Given that this will inevitably reach point of confrontation with the prevailing economics of growth and markets endorsed by almost all governments this looks like a Herculean task but with just 12 years left only action on such a revolutionary scale can work.

It is in this urgent and sombre context that the fast moving Brexit crisis must be set. The Voice supported Remain in 2016 on the basis that the Leave campaign—despite a smattering of so called ‘Lexit’ left leavers—was overwhelmingly a project of the most unsavoury elements of the Little Englander quasi-racist right.

We predicted that the outcome would be in Connolly’s words a “Festival of Reaction” and the current state of UK politics—dominated by neo-Trumpists—both bears out that prediction and serves as a dire warning of what we are up against.

It goes without saying that the Voice utterly rejects and opposes the politics of Johnson, Farage and Gove and their messages of hate delivered in either the Eton buttered tones of the entitled Tories or the golf club bar stridency of Farage.

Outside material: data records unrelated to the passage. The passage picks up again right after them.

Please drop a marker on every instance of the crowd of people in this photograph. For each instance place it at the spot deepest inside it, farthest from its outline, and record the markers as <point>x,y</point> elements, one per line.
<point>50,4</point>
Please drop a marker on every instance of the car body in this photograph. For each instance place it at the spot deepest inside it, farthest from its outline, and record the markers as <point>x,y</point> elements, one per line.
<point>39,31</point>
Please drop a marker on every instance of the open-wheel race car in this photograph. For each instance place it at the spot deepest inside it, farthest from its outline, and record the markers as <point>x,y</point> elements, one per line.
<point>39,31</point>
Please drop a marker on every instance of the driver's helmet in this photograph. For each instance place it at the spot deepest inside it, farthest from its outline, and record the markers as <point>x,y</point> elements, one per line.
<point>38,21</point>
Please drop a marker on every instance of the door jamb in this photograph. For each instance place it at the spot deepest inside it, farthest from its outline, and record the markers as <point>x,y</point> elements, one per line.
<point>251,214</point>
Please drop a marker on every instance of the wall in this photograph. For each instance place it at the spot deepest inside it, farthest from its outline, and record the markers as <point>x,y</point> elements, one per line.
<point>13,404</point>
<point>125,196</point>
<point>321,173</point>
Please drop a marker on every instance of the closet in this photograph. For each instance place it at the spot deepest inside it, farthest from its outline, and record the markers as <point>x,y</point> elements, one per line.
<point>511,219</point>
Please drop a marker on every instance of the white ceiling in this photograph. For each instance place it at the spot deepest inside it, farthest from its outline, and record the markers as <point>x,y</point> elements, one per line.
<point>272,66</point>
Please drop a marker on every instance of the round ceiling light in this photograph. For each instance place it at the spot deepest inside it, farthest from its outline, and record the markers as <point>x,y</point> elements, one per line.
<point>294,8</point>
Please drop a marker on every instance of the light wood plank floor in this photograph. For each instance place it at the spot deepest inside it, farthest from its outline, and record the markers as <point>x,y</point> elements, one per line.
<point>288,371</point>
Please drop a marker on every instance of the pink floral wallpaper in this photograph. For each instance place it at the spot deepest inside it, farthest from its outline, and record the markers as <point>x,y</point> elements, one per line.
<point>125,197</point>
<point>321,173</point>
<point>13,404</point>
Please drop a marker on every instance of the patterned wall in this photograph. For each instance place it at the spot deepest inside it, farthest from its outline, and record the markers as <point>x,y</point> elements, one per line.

However we also firmly reject the idea that where voters stand on Brexit is the only issue that counts.

In a country scarred by austerity, service cuts, low pay, precarious work and a chronic housing shortages socialists must offer a vision of change that impacts positively on the reality of life in today’s Scotland.

This must include a real campaign for independence, not as prop to a kinder version of the free market horrors of today’s Tories but as vehicle for real change, capable of advancing the living standards and lives of the people, while acting to protect the planet.

As we reject the free market fantasies of the Tories we also need to have no illusions on the fact that the spending constraints and business first policies of the EU are also not compatible with socialist change and also should be rejected.

Simply put, at this point, the revolting, smug racism of the Tories over Brexit and the undoubted problems revealed by Yellowhammer heighten revulsion at the hardline attitudes of the union jack-waving Brexiteers presents a real horror to us all.

EU economics
However, while we defend progressive aspects such as free movements and human rights we need to recall that our EU membership has been used against public ownership, took place while the bloc’s economics crushed Greece and has made no difference to the imposition of austerity here for the last decade.

In Scotland, it remains urgent that austerity is rejected and public ownership, secure jobs, council housing and free public transport be put at the heart of a renewed independence campaign.